Ali, İçimizdeki Şeytan’da, insanın acizlikleri için başka bir sorumlu aramasının yine bizzat acizliklerinden birisi olduğu görüşünde kararlı. Zira onun deyişiyle insan müdafaasını üzerine almaktan korktuğu şeyleri başka şeylere yüklemekte oldukça başarılı ve ısrarcı. Ve “kendi suratına tükürmekte” de bir o kadar –yine- aciz! Halbuki bir başarının yanından geçen insan ne kadar mağrur ve ne kadar özgüven sahibi! En ufak bir başarıyla kendisini muzaffer ilan eden de salt kendi neden olduğu bir olumsuzluk için başka bir sorumlu arayan da aynı insan! Yani başarı için sadece “ben” varken başarısızlık söz konusu olduğunda ortada kimseler yok. Öyle ya: “Şeytana uyduk!” “Halbuki ne şeytanı azizim, ne şeytanı?..”

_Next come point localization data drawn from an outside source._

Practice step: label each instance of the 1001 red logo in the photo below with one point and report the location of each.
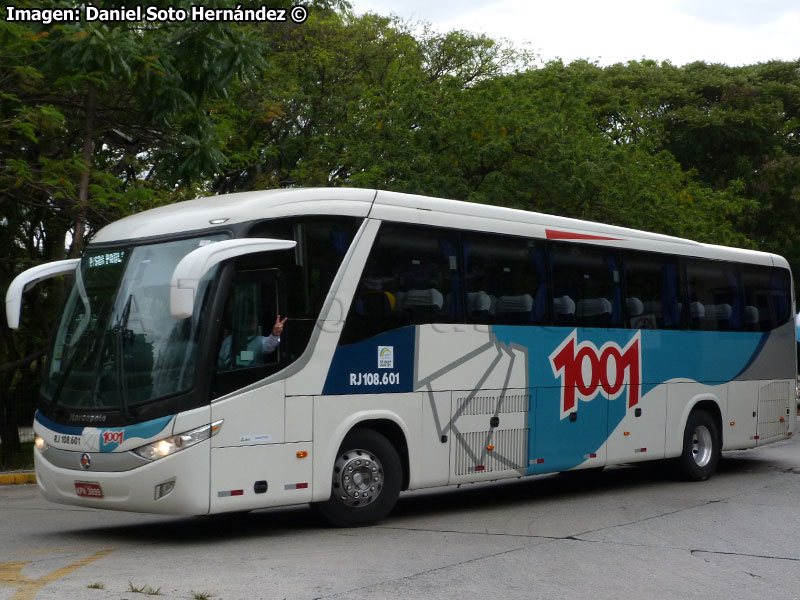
(585, 369)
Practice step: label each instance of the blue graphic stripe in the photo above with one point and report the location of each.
(57, 427)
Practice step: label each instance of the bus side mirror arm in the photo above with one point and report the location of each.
(29, 278)
(190, 270)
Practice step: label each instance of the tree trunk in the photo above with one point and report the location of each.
(83, 184)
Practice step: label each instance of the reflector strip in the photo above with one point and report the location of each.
(554, 234)
(295, 486)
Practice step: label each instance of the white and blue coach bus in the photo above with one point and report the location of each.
(429, 342)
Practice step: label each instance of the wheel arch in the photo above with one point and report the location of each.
(387, 423)
(705, 402)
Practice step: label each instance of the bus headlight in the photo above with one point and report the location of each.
(173, 444)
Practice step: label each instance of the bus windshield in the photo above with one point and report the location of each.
(117, 345)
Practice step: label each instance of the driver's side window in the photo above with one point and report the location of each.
(249, 346)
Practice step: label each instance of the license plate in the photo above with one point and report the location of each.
(88, 490)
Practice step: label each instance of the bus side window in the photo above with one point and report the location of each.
(411, 278)
(652, 293)
(716, 301)
(587, 288)
(505, 280)
(767, 299)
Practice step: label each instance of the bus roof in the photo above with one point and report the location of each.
(224, 210)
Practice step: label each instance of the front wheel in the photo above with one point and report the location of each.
(366, 481)
(701, 447)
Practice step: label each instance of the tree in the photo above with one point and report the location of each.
(98, 120)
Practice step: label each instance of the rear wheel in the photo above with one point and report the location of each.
(701, 447)
(366, 480)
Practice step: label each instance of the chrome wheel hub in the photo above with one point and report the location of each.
(701, 446)
(357, 477)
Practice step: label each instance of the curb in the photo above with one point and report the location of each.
(16, 478)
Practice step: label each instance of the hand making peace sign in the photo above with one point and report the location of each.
(277, 329)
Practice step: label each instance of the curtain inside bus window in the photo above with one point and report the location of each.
(411, 278)
(583, 276)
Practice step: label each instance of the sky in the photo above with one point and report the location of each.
(733, 32)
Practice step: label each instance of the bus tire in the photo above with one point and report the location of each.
(366, 480)
(701, 447)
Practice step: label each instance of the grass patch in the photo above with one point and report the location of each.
(20, 461)
(147, 590)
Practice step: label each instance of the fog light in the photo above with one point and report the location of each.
(163, 489)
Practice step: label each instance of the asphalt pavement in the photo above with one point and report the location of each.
(628, 532)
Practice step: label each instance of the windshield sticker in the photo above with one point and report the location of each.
(386, 357)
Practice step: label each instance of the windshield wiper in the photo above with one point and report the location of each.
(120, 331)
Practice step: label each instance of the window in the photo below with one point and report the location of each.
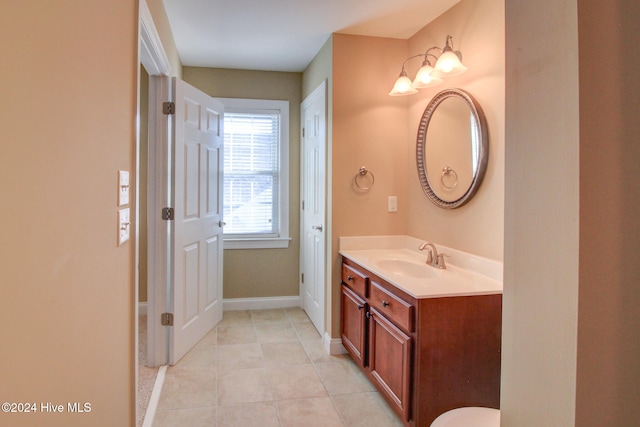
(256, 178)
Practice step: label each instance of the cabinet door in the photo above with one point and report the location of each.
(390, 361)
(353, 325)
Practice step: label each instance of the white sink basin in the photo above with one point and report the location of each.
(402, 267)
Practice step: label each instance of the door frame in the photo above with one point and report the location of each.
(320, 90)
(154, 59)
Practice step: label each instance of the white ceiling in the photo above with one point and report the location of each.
(285, 35)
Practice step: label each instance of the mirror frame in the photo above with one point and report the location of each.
(483, 155)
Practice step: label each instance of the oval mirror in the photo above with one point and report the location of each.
(452, 148)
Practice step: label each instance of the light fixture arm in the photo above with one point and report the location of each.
(447, 63)
(411, 57)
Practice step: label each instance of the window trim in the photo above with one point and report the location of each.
(244, 105)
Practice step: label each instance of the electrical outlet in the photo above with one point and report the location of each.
(124, 226)
(392, 204)
(123, 188)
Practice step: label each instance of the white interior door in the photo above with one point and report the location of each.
(189, 246)
(313, 227)
(197, 237)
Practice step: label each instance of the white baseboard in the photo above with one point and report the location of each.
(333, 345)
(265, 303)
(152, 407)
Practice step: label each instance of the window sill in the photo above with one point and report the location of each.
(267, 243)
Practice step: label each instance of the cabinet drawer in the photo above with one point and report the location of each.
(357, 281)
(395, 309)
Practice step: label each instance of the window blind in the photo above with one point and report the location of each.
(251, 174)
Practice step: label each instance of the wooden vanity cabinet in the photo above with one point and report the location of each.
(427, 355)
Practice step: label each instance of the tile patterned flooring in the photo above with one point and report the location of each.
(268, 368)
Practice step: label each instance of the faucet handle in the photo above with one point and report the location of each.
(440, 261)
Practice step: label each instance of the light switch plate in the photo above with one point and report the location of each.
(124, 226)
(123, 188)
(392, 204)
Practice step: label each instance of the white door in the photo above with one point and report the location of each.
(313, 227)
(190, 250)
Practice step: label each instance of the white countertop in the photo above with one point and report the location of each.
(397, 260)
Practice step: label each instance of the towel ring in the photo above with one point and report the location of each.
(445, 172)
(363, 171)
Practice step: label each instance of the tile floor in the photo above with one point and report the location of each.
(268, 368)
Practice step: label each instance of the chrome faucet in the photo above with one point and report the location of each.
(433, 258)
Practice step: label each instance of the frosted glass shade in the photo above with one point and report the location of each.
(448, 64)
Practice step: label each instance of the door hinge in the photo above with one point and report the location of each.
(167, 214)
(166, 319)
(168, 107)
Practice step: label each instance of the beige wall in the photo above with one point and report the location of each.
(572, 304)
(256, 273)
(161, 22)
(369, 128)
(321, 69)
(68, 125)
(477, 28)
(541, 216)
(609, 295)
(373, 129)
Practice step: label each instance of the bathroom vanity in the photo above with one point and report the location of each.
(429, 340)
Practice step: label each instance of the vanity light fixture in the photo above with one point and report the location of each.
(447, 64)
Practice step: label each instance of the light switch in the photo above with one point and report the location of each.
(124, 226)
(392, 204)
(123, 188)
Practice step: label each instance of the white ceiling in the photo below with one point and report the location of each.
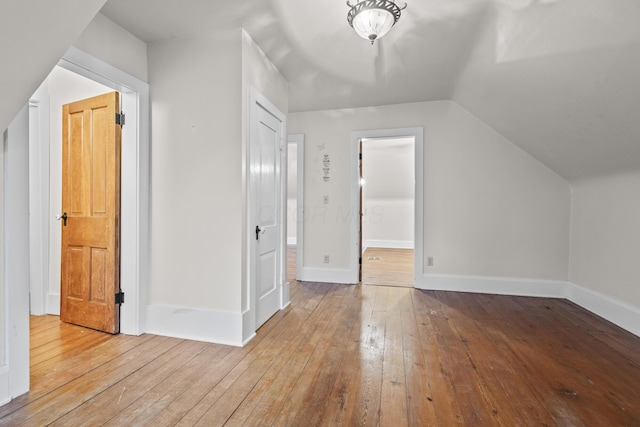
(559, 78)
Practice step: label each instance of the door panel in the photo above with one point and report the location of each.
(266, 157)
(90, 275)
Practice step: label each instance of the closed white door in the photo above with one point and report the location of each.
(265, 163)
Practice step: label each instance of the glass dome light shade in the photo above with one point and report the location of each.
(372, 19)
(371, 24)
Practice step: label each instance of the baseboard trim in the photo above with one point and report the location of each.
(201, 325)
(389, 244)
(5, 396)
(495, 285)
(53, 304)
(617, 312)
(325, 275)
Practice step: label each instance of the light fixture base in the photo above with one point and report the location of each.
(372, 19)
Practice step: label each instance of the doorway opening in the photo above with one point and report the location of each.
(414, 134)
(387, 167)
(134, 211)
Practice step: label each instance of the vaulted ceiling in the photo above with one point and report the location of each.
(558, 78)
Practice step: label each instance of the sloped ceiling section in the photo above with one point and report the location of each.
(561, 79)
(33, 37)
(558, 78)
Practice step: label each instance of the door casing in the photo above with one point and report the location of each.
(134, 272)
(257, 100)
(355, 249)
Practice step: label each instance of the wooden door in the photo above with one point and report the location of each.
(265, 156)
(90, 270)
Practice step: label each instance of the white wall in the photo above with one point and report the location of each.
(196, 173)
(605, 236)
(114, 45)
(14, 376)
(489, 208)
(200, 90)
(29, 47)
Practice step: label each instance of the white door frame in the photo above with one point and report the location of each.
(354, 254)
(298, 140)
(257, 100)
(134, 270)
(134, 243)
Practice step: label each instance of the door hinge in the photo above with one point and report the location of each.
(120, 297)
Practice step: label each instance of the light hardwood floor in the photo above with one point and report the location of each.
(348, 355)
(387, 267)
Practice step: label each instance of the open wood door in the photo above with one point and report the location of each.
(90, 271)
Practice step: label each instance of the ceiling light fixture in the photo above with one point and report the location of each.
(372, 19)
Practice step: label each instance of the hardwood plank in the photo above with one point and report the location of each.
(388, 267)
(348, 355)
(393, 396)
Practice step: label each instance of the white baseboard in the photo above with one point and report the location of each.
(201, 325)
(5, 396)
(325, 275)
(615, 311)
(391, 244)
(53, 304)
(286, 300)
(494, 285)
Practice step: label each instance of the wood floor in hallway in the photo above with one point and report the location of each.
(347, 355)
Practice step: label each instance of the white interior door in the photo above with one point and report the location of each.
(265, 159)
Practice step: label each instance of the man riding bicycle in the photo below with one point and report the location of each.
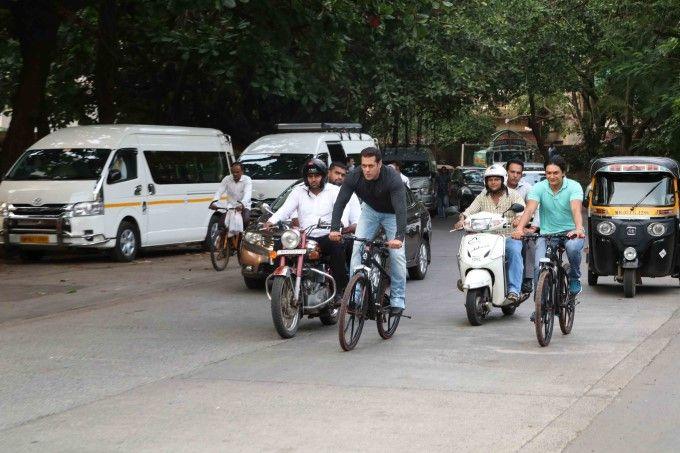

Tarihi insanın nefsiyle olan savaşı belirlemiştir, belirler. Nefsine karşı galip gelemeyip aciz durumda kalan insan ise yine aynı tarih boyunca yenilgiyi kabul etmez de illa başka sorumlular aramak telaşındadır. Halbuki insan ile onun nefsi arasında en çetin savaşların geçtiği anlar olan insanın tek başına olduğu zamanlarda onun yanında başka kim vardır ki sorumlu da o olsun? İşte bu tarz sorulara bu usta yazar da pek iç açıcı cevaplar bulamamış olacaktır ki böyle bir eser çıkmış ortaya. Elbette ki bu eseri herkesin okumasını tavsiye ederiz. Ancak özellikle, halen içinde bir şeytan olduğunu ve o şeytanın kendisini kötülüklere ittiğini düşünenler varsa, bu eser onlar açısından “yıkıcı” olduğu kadar aydınlatıcı da olacaktır diye düşünüyorum.


Bu arada şu bizden, insandan, korkulur vallahi. Baksanıza; şeytanla olan ilişkisinde dahi hak yiyen taraf o!..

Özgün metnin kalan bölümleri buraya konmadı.